Seamless Deployment of the models to Production
Rohit Adhikari (~rohit40) |
Seamless Deployment of the ML models to Production:
As the major challenge in Machine Learning is to deploy your model to production. Most of the models were developed after the research done by Data Scientist and ML Engineers in their local system and when they plan to deploy it in production they face a lot of challenges in integrating the models with the application, retraining of models, monitoring of models, versioning of models, etc. This is the reason 80-85% of the model doesn't go into production.
MLOps is the solution to overcome this issue as it empowers the data scientist and software engineer to bring the ML models to Production. It also enables you to track, version, audit, re-use every stage in your Machine Learning lifecycle, and provide orchestration services to streamline this workflow.
How MLOps is different from DevOps?
Data/model versioning != code versioning, how to version the data sets as the schema and origin data change
Model reuse is different from software reuse, as models must be re-tuned based on input data/scenario.
To reuse a model you may need to fine-tune on it (meaning you need the training pipeline)
Models tend to decay over time & you need the ability to retrain them on demand to ensure they remain useful in a production context.

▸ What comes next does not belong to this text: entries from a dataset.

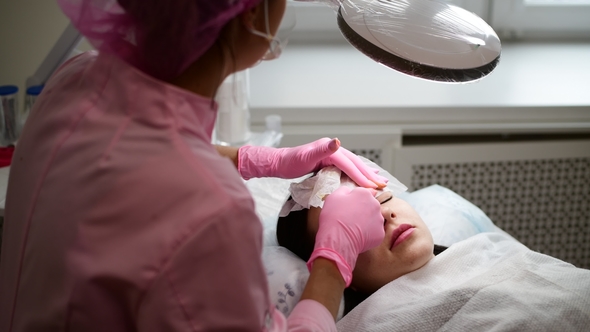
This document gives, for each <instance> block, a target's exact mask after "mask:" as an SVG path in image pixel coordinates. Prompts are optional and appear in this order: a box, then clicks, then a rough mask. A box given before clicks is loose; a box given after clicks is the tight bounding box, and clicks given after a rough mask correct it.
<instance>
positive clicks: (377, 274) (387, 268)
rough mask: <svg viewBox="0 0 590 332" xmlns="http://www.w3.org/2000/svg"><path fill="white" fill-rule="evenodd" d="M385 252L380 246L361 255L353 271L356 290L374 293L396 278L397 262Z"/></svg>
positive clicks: (357, 259)
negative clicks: (392, 259)
mask: <svg viewBox="0 0 590 332" xmlns="http://www.w3.org/2000/svg"><path fill="white" fill-rule="evenodd" d="M385 250H386V249H385V248H383V247H381V246H380V247H377V248H373V249H371V250H369V251H366V252H364V253H362V254H360V255H359V257H358V259H357V262H356V265H355V268H354V271H353V280H352V285H353V286H354V287H355V288H357V289H358V290H361V291H364V292H369V293H372V292H375V291H376V290H377V289H379V288H381V287H382V286H384V285H385V284H387V283H389V282H390V281H392V280H393V279H395V278H396V275H397V273H396V272H395V271H394V270H395V262H394V261H393V260H392V259H391V256H389V255H387V253H386V252H385ZM392 272H393V273H392Z"/></svg>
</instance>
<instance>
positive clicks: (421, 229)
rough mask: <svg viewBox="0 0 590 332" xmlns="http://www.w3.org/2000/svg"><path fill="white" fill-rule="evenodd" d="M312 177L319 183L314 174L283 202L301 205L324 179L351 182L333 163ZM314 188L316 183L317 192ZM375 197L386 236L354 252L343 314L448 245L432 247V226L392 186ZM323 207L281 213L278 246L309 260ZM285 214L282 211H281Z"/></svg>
mask: <svg viewBox="0 0 590 332" xmlns="http://www.w3.org/2000/svg"><path fill="white" fill-rule="evenodd" d="M316 177H318V178H319V181H318V178H310V179H307V180H306V181H304V182H303V183H301V184H294V185H293V188H294V189H293V191H295V194H294V195H293V196H295V198H294V197H293V196H292V197H290V200H291V201H288V202H287V203H286V204H285V206H287V207H289V206H297V205H298V204H297V202H296V201H297V200H299V201H300V202H302V203H303V204H305V203H304V202H305V201H306V200H307V198H308V195H309V196H311V195H316V196H317V195H318V194H319V195H321V193H322V192H324V191H326V187H330V186H331V185H330V184H327V182H328V183H329V182H333V183H334V184H335V183H337V182H338V180H339V183H340V184H343V185H351V186H352V185H353V183H352V181H350V179H348V178H347V177H346V175H345V174H344V173H341V172H340V171H339V170H337V169H336V168H335V167H327V168H324V169H323V170H321V171H320V173H319V174H318V175H316ZM393 185H394V186H395V185H396V184H393ZM398 186H399V185H398ZM312 187H315V190H314V188H312ZM320 187H322V188H320ZM333 187H335V186H333ZM404 189H405V188H404ZM328 191H329V189H328ZM297 193H302V194H300V195H298V194H297ZM318 197H319V196H318ZM377 200H378V201H379V203H380V204H381V214H382V215H383V227H384V229H385V237H384V238H383V241H382V242H381V244H380V245H378V246H377V247H375V248H373V249H371V250H369V251H366V252H364V253H361V254H360V255H359V256H358V259H357V262H356V266H355V269H354V271H353V279H352V283H351V286H350V288H349V289H347V290H346V291H345V293H344V298H345V309H344V314H347V313H348V312H349V311H350V310H352V309H353V308H354V307H355V306H356V305H357V304H358V303H360V302H362V301H363V300H364V299H365V298H366V297H367V296H369V295H370V294H372V293H374V292H375V291H376V290H378V289H379V288H381V287H383V286H384V285H386V284H388V283H389V282H391V281H392V280H395V279H397V278H399V277H401V276H402V275H405V274H407V273H409V272H412V271H415V270H417V269H419V268H421V267H422V266H424V264H426V263H427V262H428V261H430V260H431V259H432V258H433V257H434V255H436V254H438V253H440V252H442V251H444V250H445V249H446V247H443V246H438V245H434V243H433V239H432V235H431V234H430V230H429V229H428V227H427V226H426V224H425V223H424V221H423V220H422V218H420V215H418V213H417V212H416V211H415V210H414V209H413V208H412V207H411V206H410V204H408V203H407V202H405V201H404V200H402V199H400V198H397V197H395V196H394V194H393V193H392V191H391V190H387V189H386V190H385V191H383V192H380V193H378V194H377ZM311 201H313V198H312V199H311ZM316 201H318V202H317V203H316V204H315V205H320V204H321V203H320V202H319V200H316ZM311 204H314V203H311ZM321 210H322V209H321V207H320V206H310V207H309V208H302V209H297V208H296V209H295V210H292V211H290V212H289V214H288V215H286V216H284V217H279V220H278V223H277V230H276V232H277V240H278V243H279V245H281V246H283V247H285V248H287V249H289V250H290V251H292V252H293V253H295V254H296V255H297V256H299V257H300V258H301V259H303V260H304V261H307V260H308V259H309V257H310V256H311V254H312V252H313V248H314V243H315V235H316V233H317V231H318V228H319V217H320V212H321ZM285 213H286V211H285V212H283V213H282V214H285Z"/></svg>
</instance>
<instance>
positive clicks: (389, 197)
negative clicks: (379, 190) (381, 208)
mask: <svg viewBox="0 0 590 332" xmlns="http://www.w3.org/2000/svg"><path fill="white" fill-rule="evenodd" d="M387 194H388V193H387V192H385V193H382V194H381V195H387ZM381 195H379V196H381ZM392 198H393V194H391V193H389V197H387V198H386V199H385V200H384V201H383V202H380V203H379V204H381V205H383V203H386V202H389V201H390V200H391V199H392Z"/></svg>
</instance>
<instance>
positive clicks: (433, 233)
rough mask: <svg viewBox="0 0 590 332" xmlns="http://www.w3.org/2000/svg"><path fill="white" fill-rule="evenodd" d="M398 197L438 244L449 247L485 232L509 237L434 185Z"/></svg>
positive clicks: (456, 198) (435, 185) (483, 217)
mask: <svg viewBox="0 0 590 332" xmlns="http://www.w3.org/2000/svg"><path fill="white" fill-rule="evenodd" d="M399 197H400V198H401V199H403V200H405V201H406V202H408V203H409V204H410V205H411V206H412V207H413V208H414V209H415V210H416V211H417V212H418V214H419V215H420V217H422V219H423V220H424V222H425V223H426V225H427V226H428V229H430V232H431V233H432V237H433V239H434V243H435V244H438V245H442V246H447V247H448V246H450V245H452V244H454V243H457V242H460V241H463V240H465V239H467V238H470V237H472V236H474V235H476V234H479V233H485V232H500V233H503V234H505V235H507V234H506V233H505V232H504V231H502V230H501V229H500V228H498V227H497V226H496V225H494V223H493V222H492V220H490V218H489V217H488V216H487V215H486V214H485V213H484V212H483V211H482V210H481V209H480V208H478V207H477V206H475V205H474V204H472V203H471V202H469V201H468V200H466V199H465V198H463V197H461V196H460V195H458V194H457V193H455V192H453V191H452V190H450V189H447V188H445V187H442V186H439V185H432V186H429V187H426V188H423V189H420V190H417V191H414V192H412V193H404V194H402V195H400V196H399ZM515 241H516V240H515Z"/></svg>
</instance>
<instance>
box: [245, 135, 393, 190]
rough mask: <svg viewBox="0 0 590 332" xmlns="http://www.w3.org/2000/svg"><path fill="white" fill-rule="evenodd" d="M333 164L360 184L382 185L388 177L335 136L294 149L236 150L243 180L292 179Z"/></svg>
mask: <svg viewBox="0 0 590 332" xmlns="http://www.w3.org/2000/svg"><path fill="white" fill-rule="evenodd" d="M331 165H334V166H336V167H338V168H339V169H340V170H342V171H343V172H344V173H346V174H347V175H348V176H349V177H350V178H351V179H352V180H354V182H356V183H357V184H358V185H359V186H361V187H365V188H383V187H385V185H386V184H387V179H386V178H385V177H382V176H380V175H378V174H376V172H377V170H375V169H373V168H371V167H369V166H367V165H365V164H364V163H363V161H362V160H361V159H360V158H359V157H358V156H356V155H355V154H353V153H352V152H350V151H348V150H346V149H345V148H343V147H340V141H339V140H338V139H337V138H334V139H329V138H321V139H319V140H317V141H315V142H311V143H308V144H305V145H301V146H297V147H293V148H280V149H277V148H270V147H263V146H249V145H246V146H243V147H241V148H240V149H239V150H238V171H239V172H240V174H241V175H242V177H243V178H244V179H246V180H248V179H250V178H256V177H279V178H285V179H292V178H296V177H300V176H303V175H305V174H307V173H310V172H313V171H316V170H318V169H320V168H323V167H326V166H331Z"/></svg>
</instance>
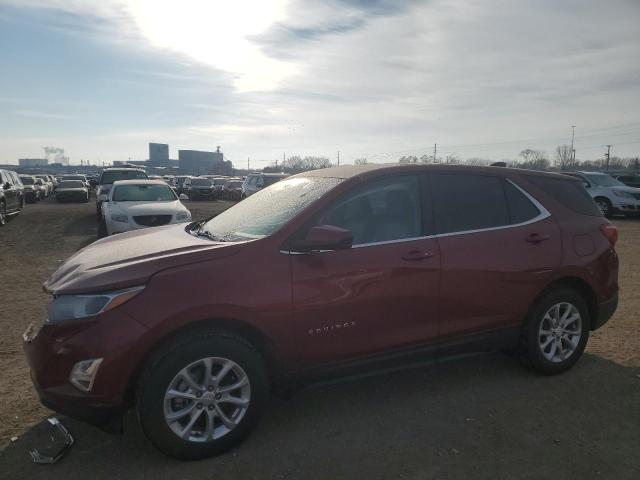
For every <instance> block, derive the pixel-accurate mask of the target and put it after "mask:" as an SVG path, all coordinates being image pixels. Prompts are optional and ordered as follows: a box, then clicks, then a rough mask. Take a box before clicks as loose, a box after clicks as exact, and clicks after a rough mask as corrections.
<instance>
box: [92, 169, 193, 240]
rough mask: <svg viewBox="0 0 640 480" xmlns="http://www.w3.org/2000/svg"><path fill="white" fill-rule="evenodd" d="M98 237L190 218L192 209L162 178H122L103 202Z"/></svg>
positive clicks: (114, 183)
mask: <svg viewBox="0 0 640 480" xmlns="http://www.w3.org/2000/svg"><path fill="white" fill-rule="evenodd" d="M102 217H103V219H102V221H101V222H100V226H99V228H98V236H99V237H104V236H106V235H113V234H114V233H122V232H128V231H131V230H139V229H141V228H147V227H160V226H162V225H169V224H172V223H186V222H190V221H191V212H189V210H187V208H186V207H185V206H184V205H183V204H182V202H181V201H180V200H179V199H178V196H177V195H176V193H175V192H174V191H173V189H172V188H171V187H169V185H167V184H166V182H164V181H163V180H122V181H117V182H114V183H113V186H112V187H111V190H110V191H109V199H108V201H106V202H103V204H102Z"/></svg>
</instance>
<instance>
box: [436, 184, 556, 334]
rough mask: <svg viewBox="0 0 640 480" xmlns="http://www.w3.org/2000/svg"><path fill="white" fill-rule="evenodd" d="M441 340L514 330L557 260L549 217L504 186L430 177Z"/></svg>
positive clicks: (546, 214) (531, 198)
mask: <svg viewBox="0 0 640 480" xmlns="http://www.w3.org/2000/svg"><path fill="white" fill-rule="evenodd" d="M430 184H431V188H432V192H433V203H434V217H435V228H436V233H437V236H438V242H439V245H440V254H441V257H442V260H441V261H442V276H441V287H440V336H441V337H442V338H443V339H445V340H446V339H447V338H448V337H451V338H453V337H457V336H462V335H466V334H473V333H480V332H483V331H488V330H493V329H500V328H504V327H509V326H513V325H517V324H519V323H520V322H521V321H522V320H523V319H524V317H525V315H526V311H527V308H528V306H529V305H530V304H531V302H532V301H533V299H534V298H535V296H536V295H537V293H538V292H539V291H540V289H541V288H542V287H543V286H544V285H545V284H546V283H547V282H548V280H549V279H550V277H551V272H552V269H553V268H555V267H557V266H559V264H560V260H561V247H560V245H561V240H560V233H559V230H558V227H557V225H556V223H555V221H554V220H553V219H552V218H551V217H550V214H549V212H548V211H547V210H546V209H545V208H544V207H543V206H542V205H541V204H539V203H538V202H537V201H536V200H535V199H533V197H531V196H530V195H529V194H528V193H526V192H525V191H524V190H522V189H521V188H520V187H519V186H518V185H516V184H515V183H513V182H512V181H510V180H506V179H504V178H501V177H498V176H492V175H484V174H475V173H474V174H468V173H432V174H430Z"/></svg>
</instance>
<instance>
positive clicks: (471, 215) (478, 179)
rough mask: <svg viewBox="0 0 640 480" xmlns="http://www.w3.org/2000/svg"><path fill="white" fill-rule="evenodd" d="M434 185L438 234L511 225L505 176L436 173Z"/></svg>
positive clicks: (437, 232)
mask: <svg viewBox="0 0 640 480" xmlns="http://www.w3.org/2000/svg"><path fill="white" fill-rule="evenodd" d="M431 188H432V190H433V198H434V202H435V207H434V211H435V220H436V231H437V233H452V232H464V231H468V230H481V229H485V228H493V227H500V226H505V225H509V223H510V220H509V210H508V209H507V203H506V201H505V193H504V190H503V186H502V179H500V178H498V177H490V176H483V175H460V174H448V173H434V174H432V176H431Z"/></svg>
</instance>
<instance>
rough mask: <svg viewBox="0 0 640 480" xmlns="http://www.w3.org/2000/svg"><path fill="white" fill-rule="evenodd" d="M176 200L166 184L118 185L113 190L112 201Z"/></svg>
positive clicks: (170, 190) (165, 201)
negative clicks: (112, 196) (157, 184)
mask: <svg viewBox="0 0 640 480" xmlns="http://www.w3.org/2000/svg"><path fill="white" fill-rule="evenodd" d="M174 200H177V197H176V194H175V193H173V190H171V189H170V188H169V187H168V186H167V185H120V186H117V187H116V188H115V191H114V192H113V201H114V202H173V201H174Z"/></svg>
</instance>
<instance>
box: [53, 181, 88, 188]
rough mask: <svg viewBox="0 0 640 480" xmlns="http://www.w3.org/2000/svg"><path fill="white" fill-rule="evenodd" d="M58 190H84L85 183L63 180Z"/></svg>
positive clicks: (59, 185)
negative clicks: (83, 189) (68, 189)
mask: <svg viewBox="0 0 640 480" xmlns="http://www.w3.org/2000/svg"><path fill="white" fill-rule="evenodd" d="M58 188H84V183H82V181H80V180H63V181H62V182H60V184H59V185H58Z"/></svg>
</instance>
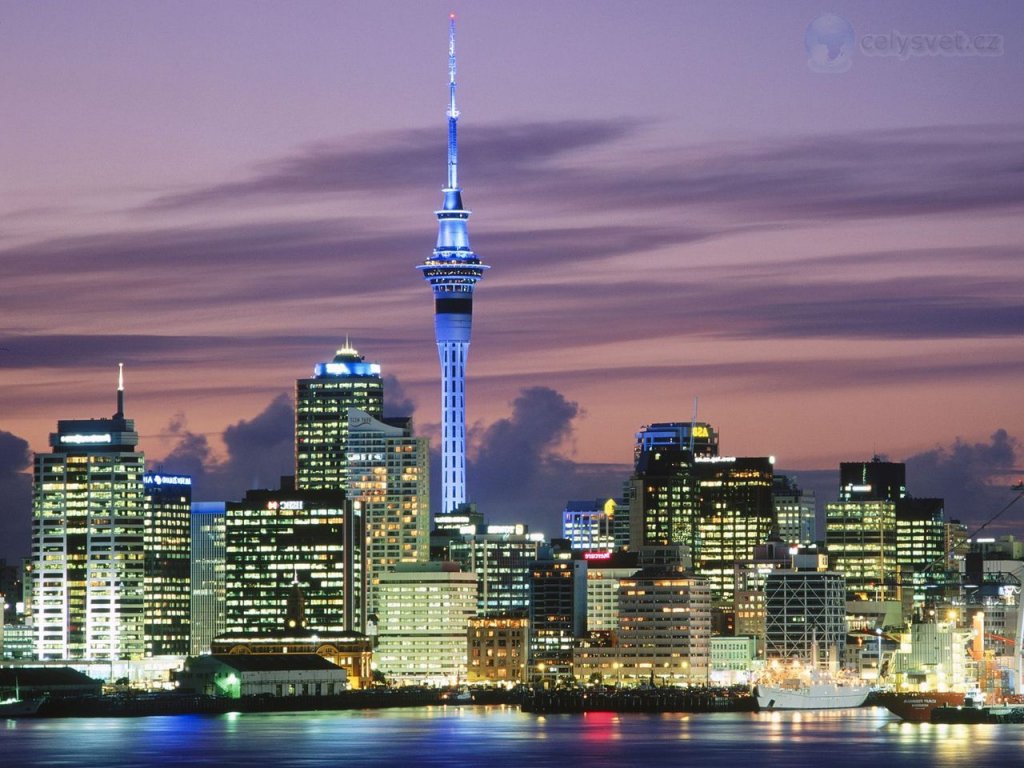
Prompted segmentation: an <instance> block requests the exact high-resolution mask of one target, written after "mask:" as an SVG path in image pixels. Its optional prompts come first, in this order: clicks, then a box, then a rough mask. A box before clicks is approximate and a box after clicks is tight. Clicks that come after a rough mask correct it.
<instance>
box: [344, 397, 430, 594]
mask: <svg viewBox="0 0 1024 768" xmlns="http://www.w3.org/2000/svg"><path fill="white" fill-rule="evenodd" d="M429 475H430V467H429V452H428V445H427V438H426V437H415V436H414V435H413V425H412V420H411V419H385V420H384V421H381V420H379V419H375V418H374V417H373V416H371V415H370V414H368V413H367V412H366V411H359V410H357V409H349V411H348V498H349V499H351V500H352V501H356V502H359V503H360V505H361V506H362V517H364V520H365V521H366V526H367V586H368V600H367V605H368V612H369V613H379V611H380V606H379V605H378V601H377V587H378V585H379V584H380V577H381V574H382V573H385V572H387V571H388V570H390V569H391V568H393V567H394V565H395V564H396V563H399V562H406V563H414V562H426V561H427V560H428V559H429V558H430V477H429Z"/></svg>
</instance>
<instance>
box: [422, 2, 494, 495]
mask: <svg viewBox="0 0 1024 768" xmlns="http://www.w3.org/2000/svg"><path fill="white" fill-rule="evenodd" d="M455 88H456V85H455V14H454V13H453V14H452V16H451V19H450V23H449V109H447V119H449V134H447V136H449V140H447V145H449V146H447V184H446V185H445V186H444V188H443V193H444V199H443V203H442V205H441V209H440V210H439V211H435V212H434V213H435V215H436V216H437V223H438V232H437V245H436V246H435V247H434V252H433V254H432V255H431V256H430V258H428V259H427V260H426V262H425V263H423V264H421V265H420V266H419V267H418V268H419V269H421V270H423V278H424V279H425V280H426V281H427V282H428V283H429V284H430V287H431V288H432V289H433V292H434V337H435V339H436V341H437V353H438V356H439V357H440V365H441V508H440V512H441V513H442V514H447V513H450V512H452V511H453V510H455V509H457V508H458V507H460V506H461V505H463V504H465V503H466V501H467V494H466V356H467V354H468V353H469V337H470V332H471V330H472V324H473V289H474V288H475V286H476V283H477V282H478V281H479V280H480V279H481V278H482V276H483V270H484V269H486V268H487V266H486V265H484V264H483V263H481V262H480V259H479V258H477V256H476V254H475V253H473V251H472V249H471V248H470V247H469V230H468V227H467V222H468V220H469V214H470V212H469V211H468V210H466V208H465V207H463V203H462V189H461V188H460V187H459V174H458V167H459V161H458V158H459V153H458V142H457V135H456V129H457V124H458V121H459V110H458V109H457V108H456V104H455Z"/></svg>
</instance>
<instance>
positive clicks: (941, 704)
mask: <svg viewBox="0 0 1024 768" xmlns="http://www.w3.org/2000/svg"><path fill="white" fill-rule="evenodd" d="M967 698H968V695H967V694H966V693H964V692H957V691H951V690H940V691H925V692H905V693H896V692H889V693H882V694H881V695H880V696H879V698H878V702H879V703H881V705H882V706H883V707H885V708H886V709H887V710H889V712H891V713H892V714H893V715H895V716H896V717H898V718H900V719H901V720H906V721H907V722H910V723H928V722H931V719H932V711H933V710H934V709H936V708H937V707H963V706H964V705H965V702H966V700H967Z"/></svg>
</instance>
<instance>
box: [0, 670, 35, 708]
mask: <svg viewBox="0 0 1024 768" xmlns="http://www.w3.org/2000/svg"><path fill="white" fill-rule="evenodd" d="M44 701H46V696H36V697H35V698H22V689H20V688H19V687H18V684H17V678H16V677H15V678H14V695H13V696H12V697H11V698H4V699H2V700H0V718H26V717H32V716H33V715H36V714H38V712H39V708H40V707H42V706H43V702H44Z"/></svg>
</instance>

DevOps = Development + Operations
MLOps = Machine Learning(Data and Model) + Development + Operations
Key Challenges to solve with MLOps?
Model reproducibility & versioning:
Track, snapshot & manage assets used to create the model
Enable collaboration and sharing of ML pipelines
Model audibility & explainability:
Maintain asset integrity & persist access control logs
Certify model response meets regulatory & adversarial standards
Model packaging & validation:
Support model portability across a variety of platforms
Certify model performance meets functional and latency requirements
Model deployment & monitoring:
Release models with confidence
Monitor & know when to retrain by analyzing signals such as data drift
How to build your MLOps platform?
Collaboration Tool + Development & Deployment Tools + Monitoring and Operations Tools
Knowledge of Machine Learning life cycle Understanding of dockers to containerize the image Basic knowledge of Kubernetes Understanding of Kubeflow - Machine Learning workflow to develop, deploy and serve the machine learning models
I'm a Sr. Data Scientist, worked on different projects Machine learning, Deep Learning, Computer Vision, and MLOps. Passionate about building intelligent machines using AI ML and deploy them seamlessly to the productions so that it can be easily used for inference. Holding a Masters Degree in Computer Application and PGP in Big Data and Machine Learning.